During the overlap years when roads ran both steam and diesel locomotives, did roads ever double head with some combination of both steam and diesel on the same train?


----------



## 1905dave (Sep 18, 2016)

The would add helpers and mix steam and diesel. Generally running a train with a mix of steam and diesel over the entire run of the train was not common (I won't say it was never done, but it was unlikely). If you add more diesels, you don't add more engineers, for every steam engine you add, you add an engineer and fireman, so its a lot more expensive.


----------



## Lehigh74 (Sep 25, 2015)

I’m sure it was not unusual to see steam and diesel together during the transition period. 

This isn’t really what you asked, but today, I think most roads run diesel along with steam engines. Sometimes for insurance, sometimes to help pull the load and sometimes to provide electricity to the consist. RBMN for example uses a diesel to provide electricity. NKP 765 was an exception in 2015. It was allowed to travel without diesel escort over NS and RBMN.


----------



## cv_acr (Oct 28, 2011)

It happened.
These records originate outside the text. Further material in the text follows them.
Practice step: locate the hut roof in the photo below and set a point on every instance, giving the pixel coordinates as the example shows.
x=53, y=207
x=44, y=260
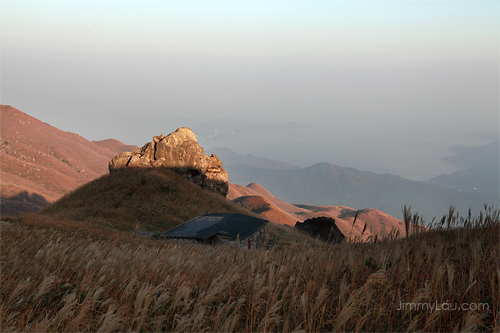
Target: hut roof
x=207, y=225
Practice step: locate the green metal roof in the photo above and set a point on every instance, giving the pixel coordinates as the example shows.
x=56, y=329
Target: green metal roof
x=207, y=225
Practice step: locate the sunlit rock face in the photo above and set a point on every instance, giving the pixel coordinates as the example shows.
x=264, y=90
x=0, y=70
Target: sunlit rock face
x=178, y=151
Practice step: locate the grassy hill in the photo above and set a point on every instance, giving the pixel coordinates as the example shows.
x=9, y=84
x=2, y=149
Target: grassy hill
x=64, y=275
x=40, y=163
x=153, y=199
x=156, y=199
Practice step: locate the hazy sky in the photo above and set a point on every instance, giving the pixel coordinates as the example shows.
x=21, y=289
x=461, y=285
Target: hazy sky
x=110, y=68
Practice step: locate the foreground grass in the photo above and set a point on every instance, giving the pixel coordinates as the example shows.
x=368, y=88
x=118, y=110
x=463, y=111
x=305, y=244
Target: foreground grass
x=62, y=275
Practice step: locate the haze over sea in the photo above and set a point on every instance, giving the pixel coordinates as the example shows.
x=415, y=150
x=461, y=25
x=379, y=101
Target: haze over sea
x=382, y=86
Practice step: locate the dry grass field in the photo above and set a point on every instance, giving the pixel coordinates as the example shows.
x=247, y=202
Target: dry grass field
x=65, y=270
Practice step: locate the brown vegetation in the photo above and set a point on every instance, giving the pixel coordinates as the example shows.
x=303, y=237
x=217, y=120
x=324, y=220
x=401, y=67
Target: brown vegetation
x=41, y=160
x=65, y=275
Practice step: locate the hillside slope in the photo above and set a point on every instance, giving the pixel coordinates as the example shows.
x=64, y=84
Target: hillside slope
x=326, y=184
x=40, y=163
x=377, y=222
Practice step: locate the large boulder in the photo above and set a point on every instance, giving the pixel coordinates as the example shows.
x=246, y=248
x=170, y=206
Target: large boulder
x=178, y=151
x=323, y=228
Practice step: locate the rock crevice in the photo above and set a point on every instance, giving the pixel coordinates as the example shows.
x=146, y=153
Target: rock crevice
x=180, y=152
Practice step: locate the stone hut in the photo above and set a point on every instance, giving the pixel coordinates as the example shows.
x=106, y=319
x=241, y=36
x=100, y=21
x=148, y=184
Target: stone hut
x=222, y=228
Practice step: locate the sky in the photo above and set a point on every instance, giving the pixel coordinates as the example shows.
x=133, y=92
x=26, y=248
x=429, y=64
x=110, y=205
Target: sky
x=128, y=69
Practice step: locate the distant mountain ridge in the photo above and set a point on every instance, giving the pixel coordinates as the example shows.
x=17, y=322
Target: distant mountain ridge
x=230, y=157
x=259, y=200
x=325, y=184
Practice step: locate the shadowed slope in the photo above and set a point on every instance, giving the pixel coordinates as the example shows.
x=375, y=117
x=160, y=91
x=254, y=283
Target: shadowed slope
x=156, y=199
x=42, y=160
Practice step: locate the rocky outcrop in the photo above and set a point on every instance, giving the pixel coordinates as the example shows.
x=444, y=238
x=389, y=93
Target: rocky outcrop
x=323, y=228
x=178, y=151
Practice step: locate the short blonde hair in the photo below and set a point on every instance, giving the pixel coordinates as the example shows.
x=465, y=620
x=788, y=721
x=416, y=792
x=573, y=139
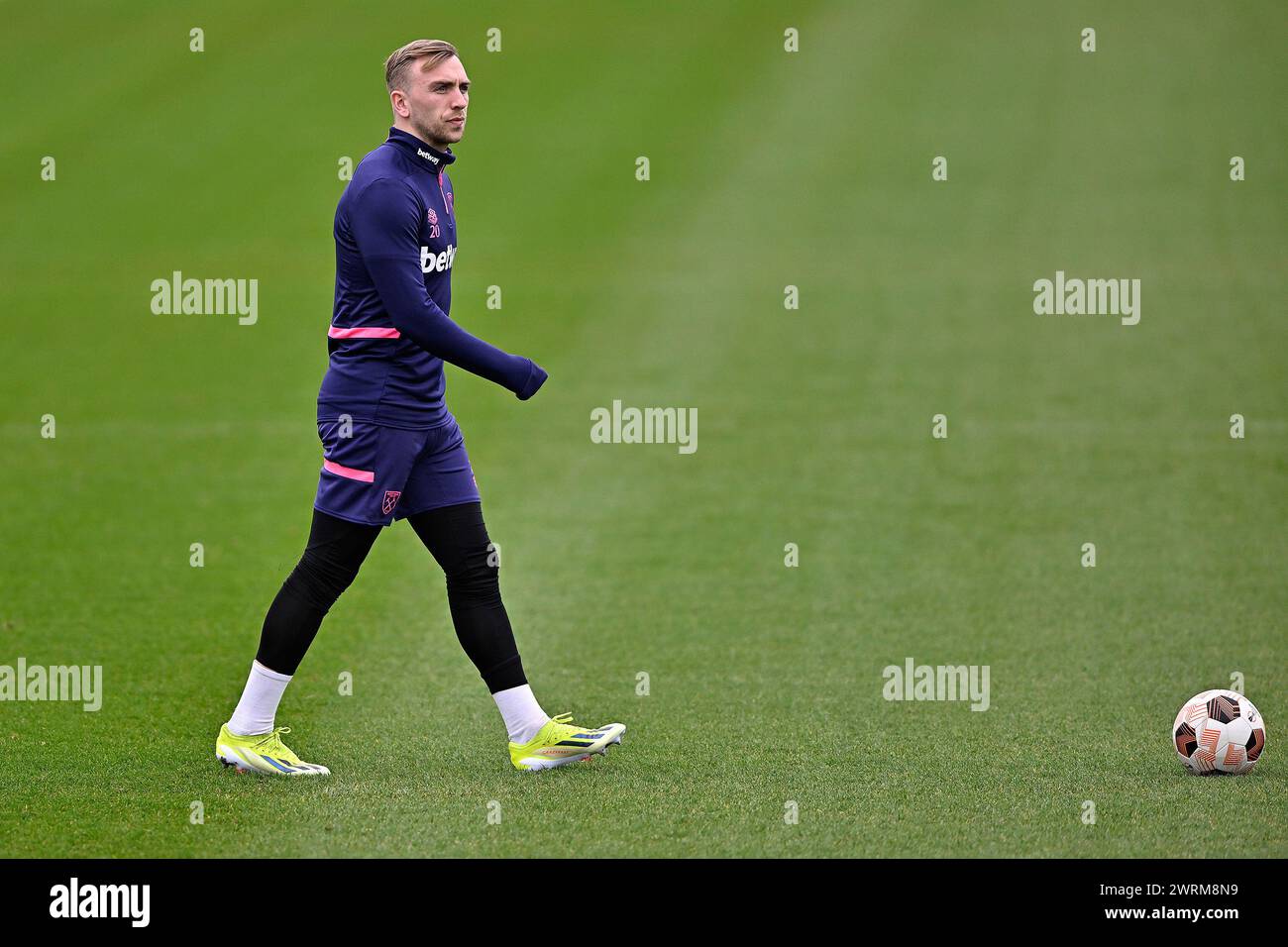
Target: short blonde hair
x=402, y=58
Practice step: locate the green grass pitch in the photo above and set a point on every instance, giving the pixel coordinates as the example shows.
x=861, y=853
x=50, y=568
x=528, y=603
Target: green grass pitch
x=768, y=169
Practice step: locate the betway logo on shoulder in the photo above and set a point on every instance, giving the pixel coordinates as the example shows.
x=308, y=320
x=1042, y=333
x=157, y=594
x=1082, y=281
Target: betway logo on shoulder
x=437, y=263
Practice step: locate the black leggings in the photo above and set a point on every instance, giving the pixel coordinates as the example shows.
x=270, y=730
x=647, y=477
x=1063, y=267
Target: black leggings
x=455, y=536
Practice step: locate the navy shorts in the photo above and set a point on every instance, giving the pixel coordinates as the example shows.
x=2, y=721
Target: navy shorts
x=378, y=474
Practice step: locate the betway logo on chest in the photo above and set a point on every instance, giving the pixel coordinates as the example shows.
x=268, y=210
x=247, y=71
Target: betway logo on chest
x=437, y=263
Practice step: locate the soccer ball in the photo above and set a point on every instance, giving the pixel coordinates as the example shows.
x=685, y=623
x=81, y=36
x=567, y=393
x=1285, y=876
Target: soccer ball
x=1219, y=732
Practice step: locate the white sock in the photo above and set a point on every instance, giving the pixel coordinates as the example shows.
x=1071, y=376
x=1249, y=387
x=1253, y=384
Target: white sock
x=522, y=714
x=258, y=706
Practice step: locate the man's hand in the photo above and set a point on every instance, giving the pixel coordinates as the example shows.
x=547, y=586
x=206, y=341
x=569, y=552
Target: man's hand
x=536, y=377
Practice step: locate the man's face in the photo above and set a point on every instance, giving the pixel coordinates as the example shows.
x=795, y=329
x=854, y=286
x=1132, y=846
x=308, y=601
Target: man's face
x=434, y=101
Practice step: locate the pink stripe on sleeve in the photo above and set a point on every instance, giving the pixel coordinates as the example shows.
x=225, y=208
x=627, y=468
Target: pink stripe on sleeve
x=365, y=333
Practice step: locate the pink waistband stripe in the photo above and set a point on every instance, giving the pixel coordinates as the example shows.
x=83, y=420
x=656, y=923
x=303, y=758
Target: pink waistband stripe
x=365, y=333
x=340, y=470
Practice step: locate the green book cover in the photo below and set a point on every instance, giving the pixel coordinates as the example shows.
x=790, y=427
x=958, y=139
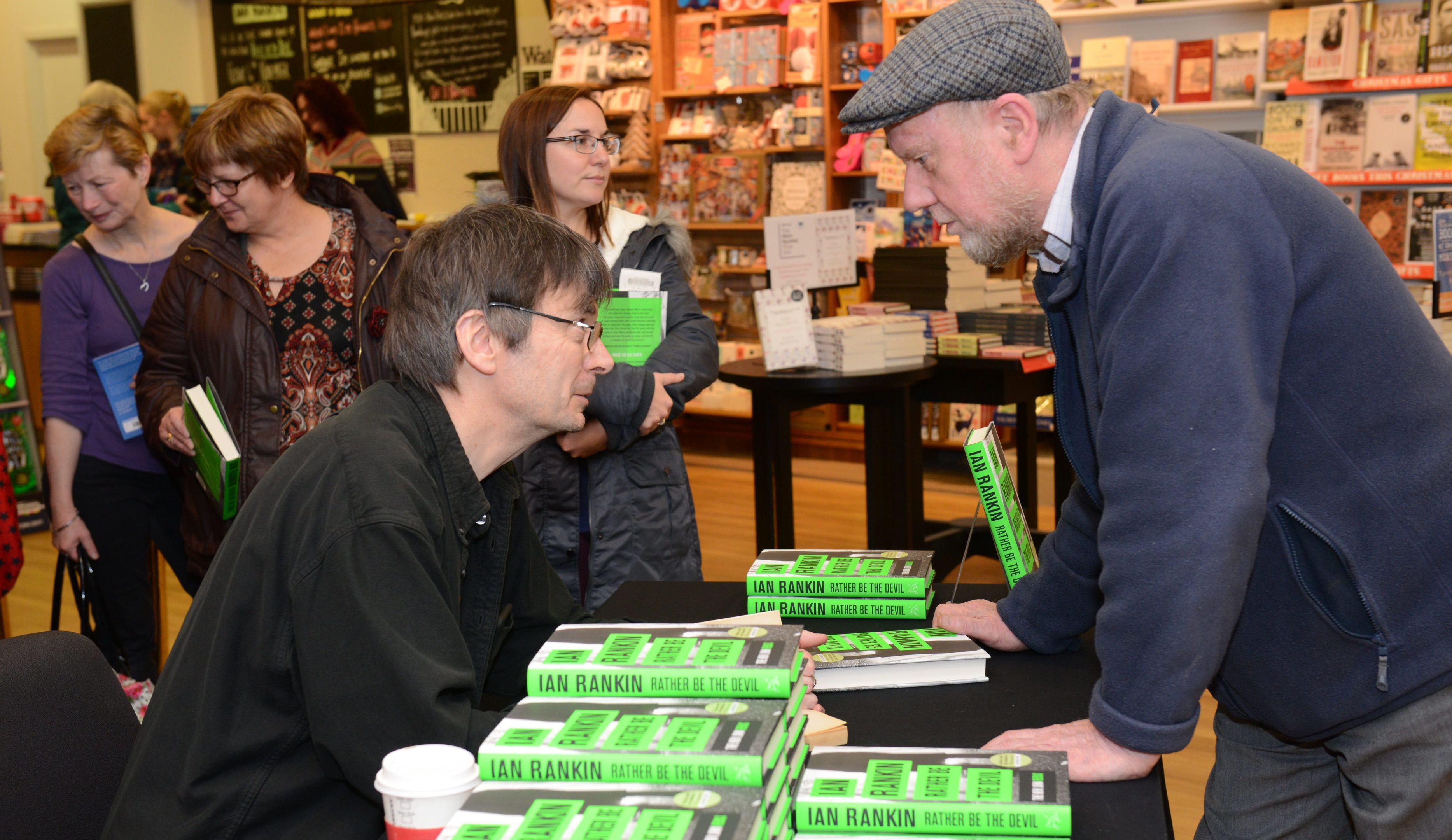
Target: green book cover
x=844, y=608
x=1001, y=505
x=841, y=573
x=667, y=660
x=939, y=793
x=633, y=325
x=658, y=742
x=583, y=812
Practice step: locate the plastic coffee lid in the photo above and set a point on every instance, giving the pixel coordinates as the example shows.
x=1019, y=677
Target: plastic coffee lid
x=427, y=771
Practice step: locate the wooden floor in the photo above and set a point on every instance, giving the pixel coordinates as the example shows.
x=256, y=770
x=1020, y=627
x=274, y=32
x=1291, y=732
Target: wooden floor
x=829, y=514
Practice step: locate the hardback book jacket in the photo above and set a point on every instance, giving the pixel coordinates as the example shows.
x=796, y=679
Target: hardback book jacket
x=1419, y=223
x=898, y=659
x=526, y=812
x=1400, y=41
x=1195, y=72
x=1001, y=505
x=934, y=791
x=1239, y=65
x=1332, y=43
x=1152, y=70
x=1384, y=213
x=841, y=573
x=1435, y=131
x=1291, y=131
x=1106, y=65
x=655, y=742
x=1392, y=131
x=896, y=608
x=1342, y=134
x=1286, y=44
x=667, y=660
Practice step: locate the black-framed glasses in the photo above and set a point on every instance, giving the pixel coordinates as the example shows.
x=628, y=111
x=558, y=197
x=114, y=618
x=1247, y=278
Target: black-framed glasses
x=593, y=332
x=224, y=187
x=586, y=144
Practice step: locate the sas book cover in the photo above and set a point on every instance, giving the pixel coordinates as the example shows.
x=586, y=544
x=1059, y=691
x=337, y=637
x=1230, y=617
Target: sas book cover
x=1001, y=505
x=667, y=660
x=217, y=460
x=1332, y=43
x=898, y=659
x=1392, y=131
x=1291, y=133
x=898, y=608
x=1435, y=130
x=1384, y=213
x=1342, y=134
x=1195, y=72
x=580, y=812
x=655, y=742
x=1286, y=44
x=841, y=573
x=934, y=791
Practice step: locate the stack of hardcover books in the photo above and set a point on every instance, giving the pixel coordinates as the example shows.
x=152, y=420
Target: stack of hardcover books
x=841, y=583
x=647, y=732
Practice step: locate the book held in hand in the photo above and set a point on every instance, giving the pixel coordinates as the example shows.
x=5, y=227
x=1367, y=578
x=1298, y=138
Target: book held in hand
x=657, y=742
x=667, y=660
x=898, y=660
x=953, y=793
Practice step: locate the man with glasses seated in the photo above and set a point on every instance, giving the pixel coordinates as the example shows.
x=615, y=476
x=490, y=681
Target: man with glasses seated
x=384, y=578
x=279, y=298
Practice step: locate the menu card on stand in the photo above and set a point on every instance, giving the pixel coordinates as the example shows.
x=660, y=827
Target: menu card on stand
x=812, y=250
x=785, y=320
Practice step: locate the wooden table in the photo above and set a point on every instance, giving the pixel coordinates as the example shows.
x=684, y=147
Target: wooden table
x=892, y=445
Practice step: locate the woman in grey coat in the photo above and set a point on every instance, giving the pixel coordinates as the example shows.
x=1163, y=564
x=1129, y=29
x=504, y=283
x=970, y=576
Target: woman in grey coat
x=612, y=502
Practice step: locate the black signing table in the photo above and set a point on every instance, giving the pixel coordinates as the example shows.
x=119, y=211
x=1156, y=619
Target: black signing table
x=892, y=448
x=1024, y=691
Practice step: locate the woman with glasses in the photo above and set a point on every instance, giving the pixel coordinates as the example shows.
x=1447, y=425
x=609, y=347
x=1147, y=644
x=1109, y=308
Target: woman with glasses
x=279, y=300
x=612, y=502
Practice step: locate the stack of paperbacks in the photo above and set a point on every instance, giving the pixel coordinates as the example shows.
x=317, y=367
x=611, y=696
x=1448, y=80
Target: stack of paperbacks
x=933, y=793
x=647, y=732
x=841, y=583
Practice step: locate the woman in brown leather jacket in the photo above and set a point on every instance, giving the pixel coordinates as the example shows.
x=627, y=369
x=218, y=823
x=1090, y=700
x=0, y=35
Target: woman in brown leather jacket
x=279, y=298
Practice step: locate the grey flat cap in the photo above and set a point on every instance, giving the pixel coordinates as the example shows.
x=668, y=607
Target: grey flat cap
x=969, y=51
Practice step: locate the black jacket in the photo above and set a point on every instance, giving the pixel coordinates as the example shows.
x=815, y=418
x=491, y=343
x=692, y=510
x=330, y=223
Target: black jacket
x=355, y=608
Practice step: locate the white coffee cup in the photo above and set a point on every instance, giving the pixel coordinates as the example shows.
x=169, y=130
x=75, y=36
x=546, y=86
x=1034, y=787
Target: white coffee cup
x=423, y=787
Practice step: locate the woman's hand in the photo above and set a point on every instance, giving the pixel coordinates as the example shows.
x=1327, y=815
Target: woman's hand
x=660, y=403
x=173, y=432
x=75, y=536
x=586, y=442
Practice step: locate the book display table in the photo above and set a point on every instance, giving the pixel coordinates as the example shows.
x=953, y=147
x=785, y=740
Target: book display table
x=894, y=445
x=1024, y=691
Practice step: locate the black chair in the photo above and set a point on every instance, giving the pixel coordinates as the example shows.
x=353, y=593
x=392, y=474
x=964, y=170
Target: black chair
x=66, y=733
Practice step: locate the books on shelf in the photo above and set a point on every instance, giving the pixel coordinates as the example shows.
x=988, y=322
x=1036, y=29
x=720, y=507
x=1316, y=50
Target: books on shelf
x=1333, y=43
x=1195, y=72
x=898, y=660
x=1001, y=506
x=641, y=740
x=667, y=660
x=943, y=791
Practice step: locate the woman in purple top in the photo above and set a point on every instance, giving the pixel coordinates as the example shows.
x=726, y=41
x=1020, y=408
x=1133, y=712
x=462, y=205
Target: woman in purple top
x=109, y=497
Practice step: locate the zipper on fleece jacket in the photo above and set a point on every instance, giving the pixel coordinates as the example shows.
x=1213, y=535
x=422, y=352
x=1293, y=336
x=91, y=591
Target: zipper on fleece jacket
x=1375, y=635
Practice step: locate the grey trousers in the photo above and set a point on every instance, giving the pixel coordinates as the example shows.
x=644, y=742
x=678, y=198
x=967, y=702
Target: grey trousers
x=1386, y=779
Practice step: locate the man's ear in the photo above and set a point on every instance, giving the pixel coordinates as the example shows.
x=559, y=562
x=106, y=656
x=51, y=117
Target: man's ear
x=478, y=343
x=1015, y=124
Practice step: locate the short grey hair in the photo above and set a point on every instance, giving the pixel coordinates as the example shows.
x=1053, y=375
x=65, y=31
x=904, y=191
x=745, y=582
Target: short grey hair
x=481, y=255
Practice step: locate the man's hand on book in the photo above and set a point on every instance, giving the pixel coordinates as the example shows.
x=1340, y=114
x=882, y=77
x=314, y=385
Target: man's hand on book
x=586, y=442
x=979, y=621
x=173, y=432
x=1092, y=758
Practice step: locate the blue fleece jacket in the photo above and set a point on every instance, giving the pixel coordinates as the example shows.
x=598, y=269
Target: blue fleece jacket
x=1261, y=422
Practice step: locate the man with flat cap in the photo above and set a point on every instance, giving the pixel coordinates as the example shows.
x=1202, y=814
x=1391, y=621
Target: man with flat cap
x=1260, y=419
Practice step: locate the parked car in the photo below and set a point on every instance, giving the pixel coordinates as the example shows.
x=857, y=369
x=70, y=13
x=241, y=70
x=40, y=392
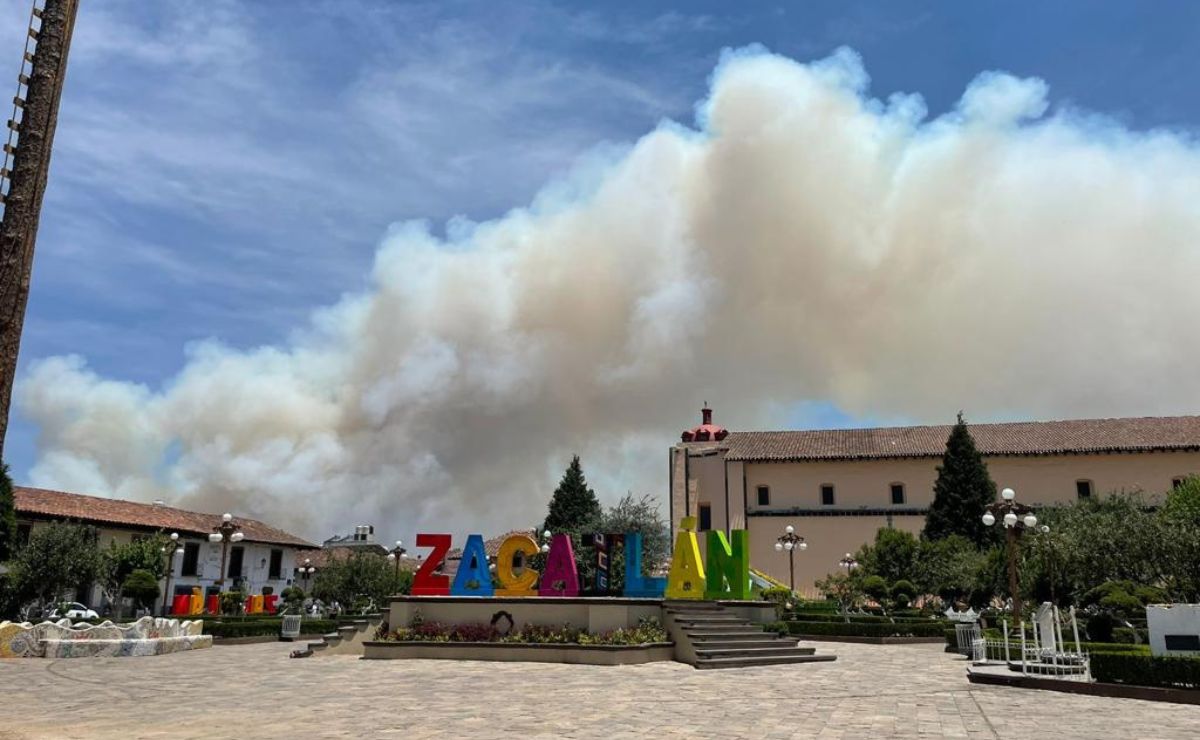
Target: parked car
x=73, y=609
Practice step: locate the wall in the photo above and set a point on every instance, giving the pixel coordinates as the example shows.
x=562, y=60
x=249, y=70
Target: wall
x=255, y=571
x=863, y=487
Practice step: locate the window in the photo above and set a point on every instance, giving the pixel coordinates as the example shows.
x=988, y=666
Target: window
x=763, y=495
x=23, y=534
x=191, y=559
x=827, y=494
x=235, y=557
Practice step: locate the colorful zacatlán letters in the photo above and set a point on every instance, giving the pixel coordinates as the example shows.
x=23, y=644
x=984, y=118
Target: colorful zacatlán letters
x=725, y=575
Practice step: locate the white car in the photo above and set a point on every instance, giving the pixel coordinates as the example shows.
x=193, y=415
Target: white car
x=73, y=611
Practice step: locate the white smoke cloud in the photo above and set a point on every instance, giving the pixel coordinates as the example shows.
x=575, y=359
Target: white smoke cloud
x=807, y=241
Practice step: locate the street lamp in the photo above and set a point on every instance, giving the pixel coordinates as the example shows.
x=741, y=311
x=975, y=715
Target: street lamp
x=171, y=549
x=791, y=542
x=1017, y=518
x=306, y=571
x=226, y=534
x=395, y=554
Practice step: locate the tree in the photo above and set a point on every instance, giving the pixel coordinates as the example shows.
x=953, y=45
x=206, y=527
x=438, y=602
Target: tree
x=142, y=587
x=961, y=492
x=574, y=507
x=844, y=588
x=641, y=516
x=360, y=578
x=893, y=555
x=948, y=567
x=60, y=557
x=7, y=516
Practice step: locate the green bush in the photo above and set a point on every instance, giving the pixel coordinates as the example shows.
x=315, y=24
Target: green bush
x=858, y=618
x=258, y=627
x=1146, y=669
x=907, y=629
x=780, y=597
x=1099, y=627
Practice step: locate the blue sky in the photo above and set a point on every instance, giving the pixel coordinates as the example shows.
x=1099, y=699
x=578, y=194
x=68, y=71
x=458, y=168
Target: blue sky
x=223, y=168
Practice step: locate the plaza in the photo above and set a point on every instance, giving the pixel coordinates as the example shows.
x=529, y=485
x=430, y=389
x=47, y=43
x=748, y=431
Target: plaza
x=870, y=691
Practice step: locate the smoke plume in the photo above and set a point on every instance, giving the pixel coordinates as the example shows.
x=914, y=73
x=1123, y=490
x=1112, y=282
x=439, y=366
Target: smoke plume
x=803, y=241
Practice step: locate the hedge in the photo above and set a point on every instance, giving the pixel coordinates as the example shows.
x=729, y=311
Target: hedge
x=929, y=629
x=264, y=626
x=1146, y=669
x=857, y=618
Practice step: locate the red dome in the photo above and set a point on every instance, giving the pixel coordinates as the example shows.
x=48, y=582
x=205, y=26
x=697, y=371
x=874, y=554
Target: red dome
x=707, y=431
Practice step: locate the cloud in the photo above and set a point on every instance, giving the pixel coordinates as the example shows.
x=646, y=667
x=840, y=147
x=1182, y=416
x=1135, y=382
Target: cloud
x=804, y=241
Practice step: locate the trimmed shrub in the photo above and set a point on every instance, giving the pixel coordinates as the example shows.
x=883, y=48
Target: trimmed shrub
x=1099, y=627
x=907, y=629
x=259, y=627
x=1146, y=669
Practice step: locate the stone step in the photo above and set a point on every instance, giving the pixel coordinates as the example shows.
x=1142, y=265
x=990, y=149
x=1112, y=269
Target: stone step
x=766, y=660
x=693, y=606
x=711, y=620
x=707, y=653
x=727, y=633
x=718, y=644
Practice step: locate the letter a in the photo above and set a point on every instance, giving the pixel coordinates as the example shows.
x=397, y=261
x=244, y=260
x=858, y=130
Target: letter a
x=687, y=577
x=562, y=578
x=729, y=570
x=473, y=578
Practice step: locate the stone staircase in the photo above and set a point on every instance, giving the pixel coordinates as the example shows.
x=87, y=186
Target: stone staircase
x=709, y=636
x=348, y=638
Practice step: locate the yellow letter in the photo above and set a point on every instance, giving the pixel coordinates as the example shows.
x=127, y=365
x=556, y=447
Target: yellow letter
x=687, y=578
x=510, y=583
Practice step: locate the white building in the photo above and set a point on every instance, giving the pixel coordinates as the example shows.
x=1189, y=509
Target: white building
x=265, y=555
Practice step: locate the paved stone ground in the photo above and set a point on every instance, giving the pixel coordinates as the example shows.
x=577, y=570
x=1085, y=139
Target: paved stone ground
x=255, y=691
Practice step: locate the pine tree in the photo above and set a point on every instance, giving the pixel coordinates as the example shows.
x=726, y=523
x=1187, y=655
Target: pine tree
x=961, y=492
x=7, y=516
x=574, y=507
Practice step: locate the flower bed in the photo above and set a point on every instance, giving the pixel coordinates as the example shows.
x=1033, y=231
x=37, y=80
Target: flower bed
x=535, y=643
x=646, y=632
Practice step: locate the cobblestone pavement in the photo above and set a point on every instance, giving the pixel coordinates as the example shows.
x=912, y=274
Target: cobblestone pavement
x=256, y=691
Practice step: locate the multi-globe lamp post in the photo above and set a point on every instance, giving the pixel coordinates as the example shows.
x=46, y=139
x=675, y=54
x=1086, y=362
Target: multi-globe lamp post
x=1017, y=518
x=791, y=542
x=169, y=551
x=395, y=555
x=226, y=533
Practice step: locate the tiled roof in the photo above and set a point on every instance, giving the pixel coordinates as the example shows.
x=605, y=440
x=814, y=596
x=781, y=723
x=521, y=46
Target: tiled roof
x=321, y=558
x=61, y=505
x=1021, y=438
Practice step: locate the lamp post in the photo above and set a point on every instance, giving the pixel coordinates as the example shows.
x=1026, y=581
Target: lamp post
x=395, y=554
x=791, y=542
x=1017, y=518
x=169, y=551
x=306, y=571
x=226, y=534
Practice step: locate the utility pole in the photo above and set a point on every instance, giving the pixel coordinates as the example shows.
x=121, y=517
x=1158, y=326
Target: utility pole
x=28, y=151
They couldn't "directly" operate together and control each other (but neither could two double-headed steam engines anyways) and the steam and diesel engines needed separate crews. So, in the same way that two steam engines could double head with two crews, a diesel could provide the double head assist. I've seen at least a couple photos published in books of this happening in the 1950s with a diesel providing the assist to the regularly scheduled steam loco.


----------



## thedoc (Oct 15, 2015)

daschnoz said:


> During the overlap years when roads ran both steam and diesel locomotives, did roads ever double head with some combination of both steam and diesel on the same train?


I have seen photos from the transition era with both steam as the main power and diesels as the helper, and diesel as the main power and steam as the helper. Just remember Railroads rarely put helpers on the back of a passenger train to avoid the jerking when the slack runs out, freight doesn't complain about being jerked about.


----------